Small businesses are in many ways the engine of the economy. It’s also a great time to be starting or running a small business. All of the economic indicators are pointing to a climate that’s supportive of new small businesses. What does that mean for investors? Is it a good time to be putting money into small businesses as an investment?
Small businesses can be a great choice for an experienced investor. When the stock market is performing well, investors can typically see returns of about seven to eight percent. The potential gains as an investor in a small business can be much greater. The risk of failure, however, is also greater. For example, over half of all restaurants fail during their first year in business. Overall, a third of small businesses don’t make it past the two year mark. Half don’t make it to five years. Even when a small business becomes successful, there is typically no return for investors until about the three-year mark.
Investing in a small business is not the same as buying stock or putting money into a 401k.

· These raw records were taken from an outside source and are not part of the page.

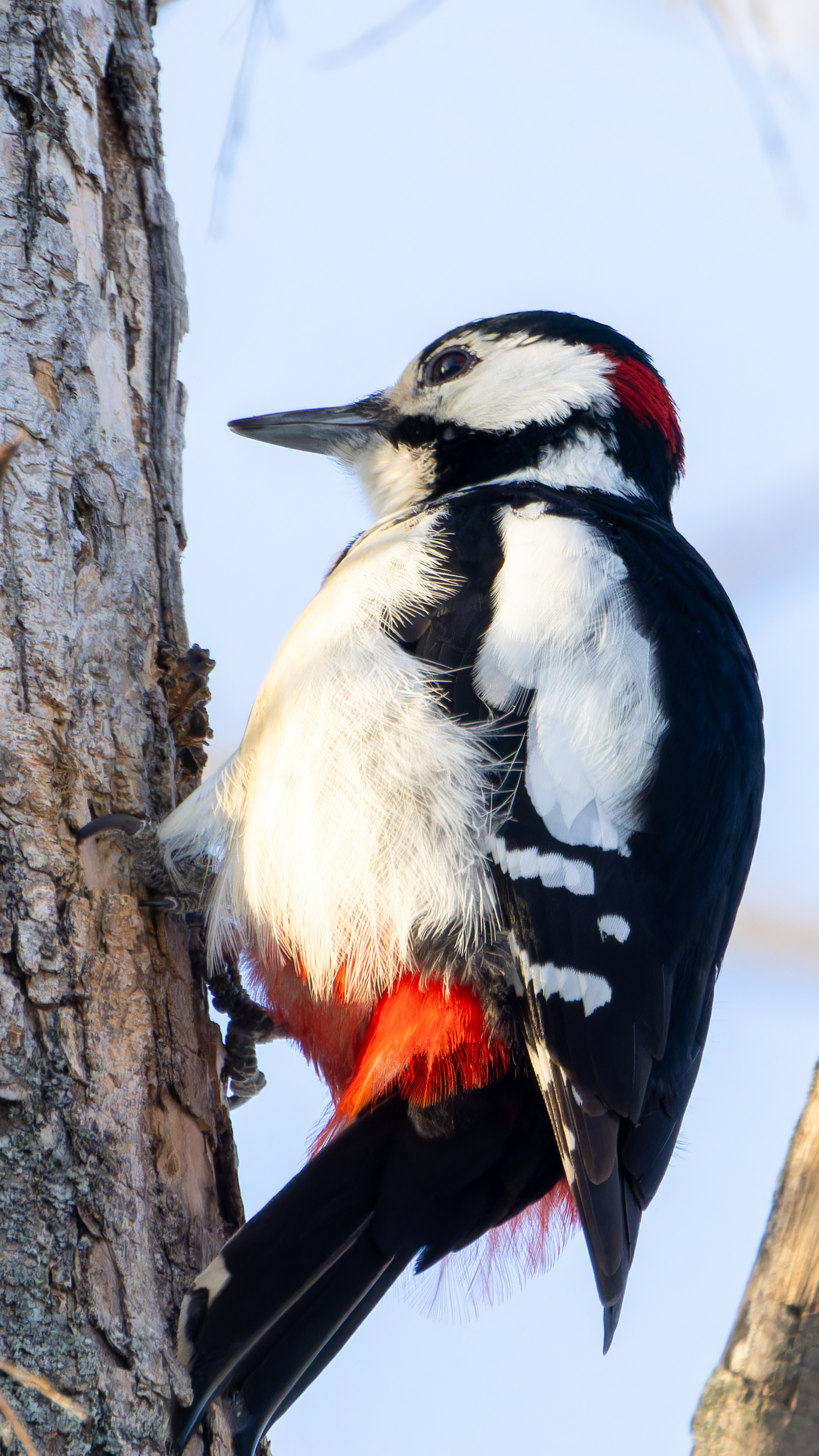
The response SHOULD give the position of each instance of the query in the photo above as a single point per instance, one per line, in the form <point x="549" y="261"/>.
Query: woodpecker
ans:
<point x="483" y="844"/>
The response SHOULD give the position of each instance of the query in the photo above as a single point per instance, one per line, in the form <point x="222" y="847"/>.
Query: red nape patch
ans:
<point x="645" y="395"/>
<point x="426" y="1041"/>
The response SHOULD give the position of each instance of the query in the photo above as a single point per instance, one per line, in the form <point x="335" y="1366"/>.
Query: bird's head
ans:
<point x="525" y="396"/>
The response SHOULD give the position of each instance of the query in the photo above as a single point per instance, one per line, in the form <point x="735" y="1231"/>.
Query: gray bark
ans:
<point x="763" y="1400"/>
<point x="118" y="1175"/>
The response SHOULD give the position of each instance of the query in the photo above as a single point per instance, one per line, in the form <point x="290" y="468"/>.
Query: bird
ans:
<point x="483" y="844"/>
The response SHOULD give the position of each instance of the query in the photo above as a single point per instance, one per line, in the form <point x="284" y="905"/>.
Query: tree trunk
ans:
<point x="118" y="1174"/>
<point x="764" y="1397"/>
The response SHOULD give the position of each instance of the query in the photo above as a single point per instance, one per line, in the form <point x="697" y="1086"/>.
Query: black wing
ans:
<point x="617" y="973"/>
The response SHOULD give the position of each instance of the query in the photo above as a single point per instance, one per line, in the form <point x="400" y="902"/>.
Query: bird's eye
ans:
<point x="448" y="365"/>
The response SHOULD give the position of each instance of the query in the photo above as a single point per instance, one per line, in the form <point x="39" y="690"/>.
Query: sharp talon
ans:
<point x="110" y="823"/>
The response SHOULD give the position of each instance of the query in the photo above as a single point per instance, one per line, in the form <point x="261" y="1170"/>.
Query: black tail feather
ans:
<point x="322" y="1315"/>
<point x="288" y="1292"/>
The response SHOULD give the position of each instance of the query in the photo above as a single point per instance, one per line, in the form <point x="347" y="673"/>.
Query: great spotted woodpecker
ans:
<point x="483" y="842"/>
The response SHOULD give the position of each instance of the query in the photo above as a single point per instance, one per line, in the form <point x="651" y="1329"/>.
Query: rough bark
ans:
<point x="118" y="1174"/>
<point x="764" y="1395"/>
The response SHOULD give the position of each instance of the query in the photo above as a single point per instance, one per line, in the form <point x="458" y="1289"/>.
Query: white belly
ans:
<point x="352" y="822"/>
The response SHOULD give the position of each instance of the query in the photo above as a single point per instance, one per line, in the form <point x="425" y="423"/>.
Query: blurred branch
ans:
<point x="764" y="1395"/>
<point x="18" y="1427"/>
<point x="43" y="1386"/>
<point x="379" y="36"/>
<point x="771" y="932"/>
<point x="240" y="103"/>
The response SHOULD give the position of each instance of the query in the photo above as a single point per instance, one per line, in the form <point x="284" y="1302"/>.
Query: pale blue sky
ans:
<point x="593" y="156"/>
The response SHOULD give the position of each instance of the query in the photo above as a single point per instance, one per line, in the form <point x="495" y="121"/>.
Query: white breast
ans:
<point x="564" y="625"/>
<point x="350" y="822"/>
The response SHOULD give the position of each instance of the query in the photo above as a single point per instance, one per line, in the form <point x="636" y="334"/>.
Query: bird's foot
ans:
<point x="248" y="1026"/>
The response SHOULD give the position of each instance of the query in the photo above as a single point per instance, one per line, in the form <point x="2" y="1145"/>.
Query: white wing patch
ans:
<point x="564" y="626"/>
<point x="554" y="871"/>
<point x="353" y="819"/>
<point x="614" y="925"/>
<point x="567" y="983"/>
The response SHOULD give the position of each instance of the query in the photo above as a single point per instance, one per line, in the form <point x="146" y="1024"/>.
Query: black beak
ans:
<point x="322" y="432"/>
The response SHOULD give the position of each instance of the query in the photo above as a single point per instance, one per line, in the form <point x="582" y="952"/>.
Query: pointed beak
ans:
<point x="340" y="432"/>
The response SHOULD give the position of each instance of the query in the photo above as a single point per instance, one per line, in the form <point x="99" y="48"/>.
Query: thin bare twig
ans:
<point x="378" y="36"/>
<point x="240" y="103"/>
<point x="752" y="86"/>
<point x="19" y="1427"/>
<point x="38" y="1382"/>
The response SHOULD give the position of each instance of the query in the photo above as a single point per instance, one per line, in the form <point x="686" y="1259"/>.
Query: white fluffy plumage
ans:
<point x="564" y="625"/>
<point x="353" y="817"/>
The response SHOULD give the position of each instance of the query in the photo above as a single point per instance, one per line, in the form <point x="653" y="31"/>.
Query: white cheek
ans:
<point x="528" y="381"/>
<point x="394" y="477"/>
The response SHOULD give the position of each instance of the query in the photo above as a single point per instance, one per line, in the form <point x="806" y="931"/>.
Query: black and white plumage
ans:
<point x="514" y="749"/>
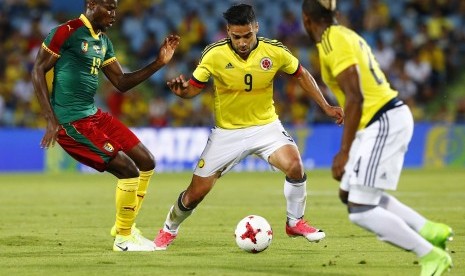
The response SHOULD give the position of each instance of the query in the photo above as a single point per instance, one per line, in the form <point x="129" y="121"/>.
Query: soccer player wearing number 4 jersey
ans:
<point x="377" y="130"/>
<point x="75" y="52"/>
<point x="243" y="68"/>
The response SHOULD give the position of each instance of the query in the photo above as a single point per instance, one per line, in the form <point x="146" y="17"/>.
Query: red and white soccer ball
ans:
<point x="253" y="234"/>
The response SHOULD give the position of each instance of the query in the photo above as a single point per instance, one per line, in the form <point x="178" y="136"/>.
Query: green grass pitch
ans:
<point x="58" y="224"/>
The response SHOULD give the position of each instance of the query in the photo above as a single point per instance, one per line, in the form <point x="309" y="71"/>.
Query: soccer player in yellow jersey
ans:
<point x="243" y="67"/>
<point x="377" y="130"/>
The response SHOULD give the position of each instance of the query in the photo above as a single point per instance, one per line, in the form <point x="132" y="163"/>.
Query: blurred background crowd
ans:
<point x="420" y="45"/>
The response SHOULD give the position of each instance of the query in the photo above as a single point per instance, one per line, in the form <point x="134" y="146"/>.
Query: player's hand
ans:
<point x="339" y="163"/>
<point x="335" y="112"/>
<point x="51" y="133"/>
<point x="167" y="49"/>
<point x="178" y="86"/>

It’s much more personal and it can carry more risk. Investing in this way is something that should only be done by people who are experienced when it comes to finance. It’s also not something that people should take lightly. Investors should only be putting money into these ventures if they can afford to lose it. Although an investor should be excited about the project they’re putting money into, it’s important not to lose sight of indicators for future success.
It’s not a good idea to invest in a local business just because it seems quirky or fun. Investing because the entrepreneur is a friend can also be a dicey proposition. Ask to see documents like profit and loss statements for the business. Look at the overhead costs associated to the business, too. Also, if possible, it’s a good idea for investors to try and get a controllable interest in a small business. Having a 51% share in a business means that the investor can step in and take over should things start to go awry. This can be the difference between seeing a 100% loss as opposed to a turnaround.